I never would have believed it then, but the free-form radio I fell in love with was actually a byproduct of government regulation.

Creating Competition

Frequency-modulated (FM) broadcasting was developed in the 1930s, but amplitude-modulated (AM) broadcasting remained the dominant standard for over thirty more years. Though AM radio broadcasts suffered interference from everyday things like buildings, power lines, and hills, listener habits and the installed base of AM-only radios kept higher-quality FM from catching on.

Even as late as the 1960s, listeners had little reason to switch. FM was simply a high-quality echo of the AM band, as established radio stations used FM sister stations to simulcast their AM programming. Simulcasting was so predominant that by the mid-1960s, the FCC issued a directive limiting the practice. The new rule, which prevented station owners from simulcasting their AM programming on more than 50 percent of their FM stations, was designed to coerce sluggard broadcasters into making better use of the FM band. The FCC didn't particularly know what effect the rule would have, but it did understand that public interest was best served by diversity and competition.

When the FM-simulcast cap took effect, station owners weren't sure what to do. Some simply copied the formats from their AM stations, with new on-air personalities reshuffling the AM programming. Others used the FCC's directive as an opportunity to target new markets. AM was, after all, where the existing audience was. Why not allow the FM station to play around a bit? If the young DJs wanted to play songs no one had heard before, in formats they called "album rock" or "talk radio," who really cared? Maybe something would catch on. And of course, it did.

By the 1970s, everything interesting that was happening in radio was happening on the FM band. The FCC directive opened up new channels for communication that previously had been wasted in simulcasts. The new opportunities for programming fostered healthy experimentation and created new audiences of radio listeners.

Back to Boring

The FCC's simulcast directive was handed down in a different regulatory climate than today's. At one time, federal regulators believed that caps on media ownership were necessary both to prevent domination by special interests and to ensure that local views were heard and preserved.
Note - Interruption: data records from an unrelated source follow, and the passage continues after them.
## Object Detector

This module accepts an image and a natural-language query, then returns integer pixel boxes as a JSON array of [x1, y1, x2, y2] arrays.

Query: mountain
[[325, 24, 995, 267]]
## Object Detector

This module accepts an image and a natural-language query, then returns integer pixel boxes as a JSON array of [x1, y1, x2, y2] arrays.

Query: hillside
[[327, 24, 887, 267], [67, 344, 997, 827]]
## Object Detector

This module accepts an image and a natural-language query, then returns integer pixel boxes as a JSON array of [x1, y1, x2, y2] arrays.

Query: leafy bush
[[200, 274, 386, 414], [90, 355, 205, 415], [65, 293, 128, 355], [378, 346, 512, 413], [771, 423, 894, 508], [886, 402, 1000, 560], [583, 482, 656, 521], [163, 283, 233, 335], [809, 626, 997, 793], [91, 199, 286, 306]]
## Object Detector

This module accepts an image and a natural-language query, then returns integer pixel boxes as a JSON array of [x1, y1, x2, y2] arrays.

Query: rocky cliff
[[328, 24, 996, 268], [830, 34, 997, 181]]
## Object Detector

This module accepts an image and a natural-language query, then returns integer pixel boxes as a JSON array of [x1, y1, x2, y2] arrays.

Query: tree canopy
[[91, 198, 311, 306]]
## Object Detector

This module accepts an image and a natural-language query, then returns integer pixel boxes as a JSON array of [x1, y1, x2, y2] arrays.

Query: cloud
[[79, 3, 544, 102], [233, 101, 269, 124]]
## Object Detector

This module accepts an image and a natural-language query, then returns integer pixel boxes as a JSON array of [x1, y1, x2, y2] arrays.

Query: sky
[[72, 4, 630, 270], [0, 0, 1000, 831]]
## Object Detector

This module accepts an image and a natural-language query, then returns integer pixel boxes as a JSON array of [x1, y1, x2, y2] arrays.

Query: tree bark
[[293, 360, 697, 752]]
In the early 1980s, an FCC rule prevented any single company from owning more than eight radio stations. In that decade, however, the government's thinking about the social benefits of media-ownership caps started to change. The cap edged up throughout the 1980s and 1990s, until it was eliminated by the 1996 Telecommunications Act.
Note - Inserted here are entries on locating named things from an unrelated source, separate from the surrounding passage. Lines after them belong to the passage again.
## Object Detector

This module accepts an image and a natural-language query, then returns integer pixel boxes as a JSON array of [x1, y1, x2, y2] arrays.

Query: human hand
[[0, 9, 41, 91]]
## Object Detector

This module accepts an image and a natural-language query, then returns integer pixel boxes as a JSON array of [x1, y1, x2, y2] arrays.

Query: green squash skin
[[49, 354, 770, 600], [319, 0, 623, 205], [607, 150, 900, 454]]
It didn't take long for the market to consolidate. Just seven years after the act's passage, Clear Channel Communications, the dominant provider of U.S. radio, now owns over 1,200 stations, and four companies collectively reap over 90 percent of radio's advertising revenue.

I certainly haven't done a scientific study, but the results of consolidation are audible. Radio stations may not be as obviously identical as the 1960s simulcasts, but the music sounds largely the same across the dial, and the personalities lack any, well, personality.
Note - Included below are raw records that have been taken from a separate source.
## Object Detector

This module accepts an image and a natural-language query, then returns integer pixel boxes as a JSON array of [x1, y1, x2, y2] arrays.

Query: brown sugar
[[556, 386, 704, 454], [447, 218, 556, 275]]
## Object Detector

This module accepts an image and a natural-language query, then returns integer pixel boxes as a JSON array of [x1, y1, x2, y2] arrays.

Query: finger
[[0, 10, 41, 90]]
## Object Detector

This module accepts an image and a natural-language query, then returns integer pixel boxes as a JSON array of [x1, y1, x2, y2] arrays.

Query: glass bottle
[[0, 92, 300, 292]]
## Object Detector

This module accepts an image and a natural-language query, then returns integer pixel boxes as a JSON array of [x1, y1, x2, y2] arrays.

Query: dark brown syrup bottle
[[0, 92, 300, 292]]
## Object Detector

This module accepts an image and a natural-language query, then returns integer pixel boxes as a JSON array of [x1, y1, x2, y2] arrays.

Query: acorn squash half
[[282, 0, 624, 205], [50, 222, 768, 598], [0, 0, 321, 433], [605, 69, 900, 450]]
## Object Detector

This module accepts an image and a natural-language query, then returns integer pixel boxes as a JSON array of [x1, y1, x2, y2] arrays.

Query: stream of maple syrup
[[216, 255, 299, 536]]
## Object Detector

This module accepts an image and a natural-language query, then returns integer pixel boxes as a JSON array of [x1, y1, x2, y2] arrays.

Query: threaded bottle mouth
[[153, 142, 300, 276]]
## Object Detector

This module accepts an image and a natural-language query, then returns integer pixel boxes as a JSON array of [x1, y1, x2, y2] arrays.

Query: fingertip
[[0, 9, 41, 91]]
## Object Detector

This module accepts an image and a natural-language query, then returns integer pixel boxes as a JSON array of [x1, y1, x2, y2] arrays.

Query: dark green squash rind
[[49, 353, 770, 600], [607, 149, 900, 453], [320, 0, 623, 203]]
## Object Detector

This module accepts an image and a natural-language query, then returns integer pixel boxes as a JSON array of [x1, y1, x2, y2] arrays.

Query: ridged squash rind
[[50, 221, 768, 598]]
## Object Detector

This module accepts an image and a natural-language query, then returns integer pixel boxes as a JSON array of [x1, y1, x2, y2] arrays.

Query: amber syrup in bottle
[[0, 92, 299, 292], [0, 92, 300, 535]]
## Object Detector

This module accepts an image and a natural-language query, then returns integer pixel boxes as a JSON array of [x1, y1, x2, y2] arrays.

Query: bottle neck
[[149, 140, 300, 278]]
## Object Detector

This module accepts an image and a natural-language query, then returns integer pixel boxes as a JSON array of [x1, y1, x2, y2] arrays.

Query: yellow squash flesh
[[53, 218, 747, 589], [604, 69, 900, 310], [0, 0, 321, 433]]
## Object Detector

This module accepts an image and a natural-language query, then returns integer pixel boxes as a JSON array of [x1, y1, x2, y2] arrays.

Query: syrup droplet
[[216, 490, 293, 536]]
That's why I'm excited about the promise of Internet radio, which has the potential to bring back the variety and experimentation that consolidation killed.

New Media Competition

Internet radio isn't really "radio" of course. "Radio" is the wireless transmission of electromagnetic waves in a certain frequency range. It's regulated by the FCC because of bandwidth scarcity and the need to ensure that broadcasters don't interfere with each other's frequencies in the geographic areas they serve. That's not what's happening on the Internet, and Internet broadcasters, or webcasters, don't face the same regulatory climate. But there is a relationship between the two, perhaps even a competitive one.

Back in 1996, one of the primary justifications for lifting the caps on radio ownership was that radio had to compete with new media: primarily cable, satellite, and the Internet. Even if a few companies came to dominate the radio bands, they couldn't dominate the listener experience. That was the theory, anyway. Consolidation in one medium was acceptable so long as variety from other mediums remained available.

When you first consider it, the idea that the Internet can provide an effective buffer against the consolidation of more conventional media seems just right. With unlimited source points for broadcasts, Internet broadcasters could consolidate as much as they wanted, and we'd still have limitless opportunities for new broadcasters to start businesses. If there has ever been a medium that truly could compete with radio, it is the Internet.

What no one counted on, however, was that the government and the recording industry would stifle the new medium of Internet radio through oppressive royalty rates.